Isabella became the 70th baby born under a University of Texas M.D. Anderson Cancer Center program that once was controversial, but which last year formed the basis of the first national guidelines for the treatment of pregnant women with breast cancer. Until this program, women with cancer who learned they were pregnant were told to abort.
That’s what Sanchez, 27, was told last spring after she learned in a span of a few days that she was pregnant and that she had breast cancer. She ultimately found her way to the M.D. Anderson program, and then told her story to the Houston Chronicle for an article about the program in September.
“I’m so happy for her,” Dr. Jennifer Litton, Sanchez’s oncologist, said Tuesday after visiting the new mother and baby. “Linda was good and Isabella looked happy and healthy. I was tempted to pick her up, but my philosophy is to never pick up a sleeping baby.”
Isabella’s frequent naps contrasted sharply with her wide-awake state Monday night, when she looked all around her new surroundings, happily taking it all in with a smile, her mother said.
She was delivered with a full head of hair, a trademark of babies born in the program and a sign that the chemotherapy doesn’t have the toxic effect on them that leaves their mothers bald.

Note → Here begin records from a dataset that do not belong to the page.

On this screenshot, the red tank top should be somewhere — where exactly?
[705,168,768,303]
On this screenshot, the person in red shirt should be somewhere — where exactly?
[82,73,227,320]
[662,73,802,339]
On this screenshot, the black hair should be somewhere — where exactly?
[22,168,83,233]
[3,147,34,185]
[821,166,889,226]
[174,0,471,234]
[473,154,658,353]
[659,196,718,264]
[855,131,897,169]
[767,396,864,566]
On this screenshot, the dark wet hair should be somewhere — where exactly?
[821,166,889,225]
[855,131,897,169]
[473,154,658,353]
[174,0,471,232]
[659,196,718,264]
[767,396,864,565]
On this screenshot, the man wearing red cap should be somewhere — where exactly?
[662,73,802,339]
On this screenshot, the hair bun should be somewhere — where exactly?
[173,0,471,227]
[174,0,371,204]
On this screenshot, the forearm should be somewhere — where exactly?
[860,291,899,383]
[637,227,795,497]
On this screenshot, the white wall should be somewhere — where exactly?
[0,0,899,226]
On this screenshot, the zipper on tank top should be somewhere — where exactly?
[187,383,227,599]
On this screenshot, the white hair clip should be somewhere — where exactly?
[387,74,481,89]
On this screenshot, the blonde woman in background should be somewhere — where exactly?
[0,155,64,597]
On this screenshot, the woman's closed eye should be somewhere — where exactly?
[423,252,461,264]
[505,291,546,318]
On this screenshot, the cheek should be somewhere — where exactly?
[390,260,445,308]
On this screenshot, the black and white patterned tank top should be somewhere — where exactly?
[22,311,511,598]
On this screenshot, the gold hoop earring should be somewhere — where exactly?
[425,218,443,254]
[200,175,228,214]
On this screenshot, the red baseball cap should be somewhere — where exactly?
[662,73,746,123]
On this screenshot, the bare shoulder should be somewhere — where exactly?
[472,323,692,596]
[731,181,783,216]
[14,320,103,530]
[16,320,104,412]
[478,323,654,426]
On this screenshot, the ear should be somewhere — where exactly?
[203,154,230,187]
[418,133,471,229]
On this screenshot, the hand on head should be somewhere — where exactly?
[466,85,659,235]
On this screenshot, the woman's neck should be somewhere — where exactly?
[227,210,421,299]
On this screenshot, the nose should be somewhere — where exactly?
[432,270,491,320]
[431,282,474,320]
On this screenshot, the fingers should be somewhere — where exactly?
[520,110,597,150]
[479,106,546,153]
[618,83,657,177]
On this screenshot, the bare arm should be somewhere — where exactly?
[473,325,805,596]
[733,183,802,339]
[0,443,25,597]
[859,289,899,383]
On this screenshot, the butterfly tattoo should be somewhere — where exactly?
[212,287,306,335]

Sanchez will resume chemotherapy next week, then have surgery at its conclusion. She had six rounds of one therapy, then was off treatment for 7 1/2 weeks before Monday’s delivery. Ultrasounds showed the cancer, which has shrunk to about one-third its original size, didn’t increase during that time.
Doctors started inducing labor Sunday night. On Monday night, Sanchez needed only about 15 minutes of pushing to give birth.
“It was a picture-perfect delivery,” said Dr. Mildred Ramirez, an obstetrician at the University of Texas Medical School at Houston who partners with M.D. Anderson on the cases.
“It was quick, we were in complete control and there was never any concern that Isabella was in any distress. She has a completely clean bill of health.”
Ramirez said being there for Isabella’s delivery was “the icing on the cake,” given that Sanchez now lives in Laredo. She said she bonds with all of her patients, but that the cases in which they are fighting a disease are “particularly emotional.”
Mother and child are scheduled to be released from the hospital today.
“I’m tired, but relieved,” said Sanchez, a U.S. immigration and customs officer. “Isabella isn’t going to be a princess, but I expect she will be a girly-girl. Certainly, she has the pink clothes for that already.”